Also he doesn’t know I’m in an art class in that very residence, and still will be after his move-in date. Also he doesn’t know I’m in an art class atall.With Lauro. Who he probably thinks is just some guy Raffi picked up at the bar.
I’m itchy with nerves. I’m looking at a negative of my normal life, where everything has changed to the opposite of the color it used to be. Everything, and I mean everything, feels like a lie.
I suddenly hate this neighborhood. And I hate that bar. With all the brass and the sexy lighting. I bet people get laid courtesy of that bar all the time. What a reprehensible neighborhood bar. Where all the soon-to-be-divorced newly arrived tenants can go and mingle. They should have neighborhood confessional booths instead of bars. This city is going to shit.
“Oh, shit, we’ll miss the bus.” We both start running, and we do, indeed, miss it.
“Long way from Sal’s,” he says eventually, after a long while, after our breathing has evened out again and we’re waiting for the next bus. Sal’s is the bar that is exactly an eight-minute walk between our house and Raff’s. What he means is, why the hell did me and Raff meet for a drink on the Lower East Side?
I shrug.
He opens his mouth, obviously about to say something. But then he just…doesn’t.
So we don’t say anything at all while we wait for the bus. Or while we board the bus or while we sit and watch the city pass by.
So look, I know that we obviously—painfully—are not on the same wavelength anymore. I know that we are at the furthest possible point from in sync with one another. But I know Vin. And I can feel him turning over and over whatever it is he didn’t say.
He waits until I’ve got keys in our apartment door, about to let us inside. He’s behind me, hands in his pockets. I bet he recognizes his very last chance. Once we’re inside, I’ll be behind my bedroom door faster than he can blink.
“Roz,” he says, in the same tone that he used in the bathroom at the bar.
“Yeah?” I’m pausing.Ask me about this Lauro guy. Ask me why I was on the Lower East Side. Ask me what I did tonight.
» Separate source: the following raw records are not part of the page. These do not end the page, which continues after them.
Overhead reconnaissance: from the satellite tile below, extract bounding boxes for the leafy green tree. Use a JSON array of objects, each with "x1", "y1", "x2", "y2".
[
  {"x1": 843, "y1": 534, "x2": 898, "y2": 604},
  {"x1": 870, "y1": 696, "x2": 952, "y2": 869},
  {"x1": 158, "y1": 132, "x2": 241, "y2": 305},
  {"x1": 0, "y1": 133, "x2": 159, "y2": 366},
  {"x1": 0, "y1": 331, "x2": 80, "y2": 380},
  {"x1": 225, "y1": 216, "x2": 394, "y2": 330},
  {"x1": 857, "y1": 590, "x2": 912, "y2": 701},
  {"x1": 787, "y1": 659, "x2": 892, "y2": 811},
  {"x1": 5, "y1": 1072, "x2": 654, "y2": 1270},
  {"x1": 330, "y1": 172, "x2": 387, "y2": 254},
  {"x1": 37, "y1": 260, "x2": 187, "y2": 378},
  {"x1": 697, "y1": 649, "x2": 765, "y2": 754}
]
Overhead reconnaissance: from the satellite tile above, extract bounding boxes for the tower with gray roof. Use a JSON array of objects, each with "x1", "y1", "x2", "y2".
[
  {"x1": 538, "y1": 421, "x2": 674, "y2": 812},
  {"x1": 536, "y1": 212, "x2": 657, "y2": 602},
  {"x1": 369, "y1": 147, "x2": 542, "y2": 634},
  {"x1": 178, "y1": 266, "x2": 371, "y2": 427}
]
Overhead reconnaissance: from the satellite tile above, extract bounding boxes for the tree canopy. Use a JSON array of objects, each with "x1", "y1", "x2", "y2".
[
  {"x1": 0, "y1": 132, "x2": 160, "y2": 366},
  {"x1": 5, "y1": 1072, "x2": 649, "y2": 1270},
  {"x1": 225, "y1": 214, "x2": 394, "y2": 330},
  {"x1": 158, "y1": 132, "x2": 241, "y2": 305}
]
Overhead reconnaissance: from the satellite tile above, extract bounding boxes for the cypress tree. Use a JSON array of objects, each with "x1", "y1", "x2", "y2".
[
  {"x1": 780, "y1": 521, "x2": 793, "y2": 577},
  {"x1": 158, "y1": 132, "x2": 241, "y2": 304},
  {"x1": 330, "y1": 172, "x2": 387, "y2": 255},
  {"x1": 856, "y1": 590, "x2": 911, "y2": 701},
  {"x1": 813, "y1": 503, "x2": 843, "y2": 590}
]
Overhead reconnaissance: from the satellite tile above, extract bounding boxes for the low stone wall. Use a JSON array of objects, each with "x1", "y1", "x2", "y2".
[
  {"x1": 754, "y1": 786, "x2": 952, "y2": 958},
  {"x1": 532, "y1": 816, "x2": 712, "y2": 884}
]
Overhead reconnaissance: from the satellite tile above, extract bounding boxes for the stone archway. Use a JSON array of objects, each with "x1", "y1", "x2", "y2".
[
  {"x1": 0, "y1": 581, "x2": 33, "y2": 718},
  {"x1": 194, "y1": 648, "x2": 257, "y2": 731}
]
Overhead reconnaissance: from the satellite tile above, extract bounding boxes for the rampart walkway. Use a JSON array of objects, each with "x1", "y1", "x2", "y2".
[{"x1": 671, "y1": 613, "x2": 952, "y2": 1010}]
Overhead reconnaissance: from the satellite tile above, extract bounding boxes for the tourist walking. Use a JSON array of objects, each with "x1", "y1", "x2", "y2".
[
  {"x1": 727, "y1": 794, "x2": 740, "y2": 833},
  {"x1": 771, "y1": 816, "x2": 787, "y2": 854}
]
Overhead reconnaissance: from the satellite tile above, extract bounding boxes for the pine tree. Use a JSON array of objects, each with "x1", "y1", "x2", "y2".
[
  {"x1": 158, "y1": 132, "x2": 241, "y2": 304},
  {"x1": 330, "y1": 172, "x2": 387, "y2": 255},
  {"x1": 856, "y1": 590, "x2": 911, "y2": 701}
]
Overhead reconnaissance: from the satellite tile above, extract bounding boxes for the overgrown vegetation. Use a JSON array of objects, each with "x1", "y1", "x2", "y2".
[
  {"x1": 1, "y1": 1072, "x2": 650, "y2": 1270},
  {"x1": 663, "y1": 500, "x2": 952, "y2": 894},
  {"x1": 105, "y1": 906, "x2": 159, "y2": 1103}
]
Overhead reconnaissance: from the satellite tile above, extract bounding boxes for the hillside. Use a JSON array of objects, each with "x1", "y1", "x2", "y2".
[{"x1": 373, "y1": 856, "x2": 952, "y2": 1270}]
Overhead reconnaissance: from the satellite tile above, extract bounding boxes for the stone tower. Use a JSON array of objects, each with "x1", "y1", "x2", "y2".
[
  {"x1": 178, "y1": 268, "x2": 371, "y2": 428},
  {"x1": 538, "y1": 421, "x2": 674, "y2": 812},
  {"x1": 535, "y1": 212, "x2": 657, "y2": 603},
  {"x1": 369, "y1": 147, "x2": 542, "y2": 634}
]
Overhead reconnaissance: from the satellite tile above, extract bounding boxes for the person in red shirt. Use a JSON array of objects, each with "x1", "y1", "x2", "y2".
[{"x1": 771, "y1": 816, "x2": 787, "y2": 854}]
“…I’m sorry,” he says. About the shirt? About leaving me?
“I know.”
And then I push through the door.
Tonight I’m going from paper.
(Overachiever!)
You told me to write them down before I read them aloud! Can’t win with you dorks.
(Finally he’s starting to get a little sassy!)
Okay, here I go, it’s called The Cat Doesn’t Come Back.
(Cat story!) (We got a cat story, people!) (Ring the cat bell!)
What’s the cat bell? Oh, my God. You actually have a bell you ring when someone tells a cat story?
(You got a lot to learn, kid.) (We get a lot of cat stories around here.)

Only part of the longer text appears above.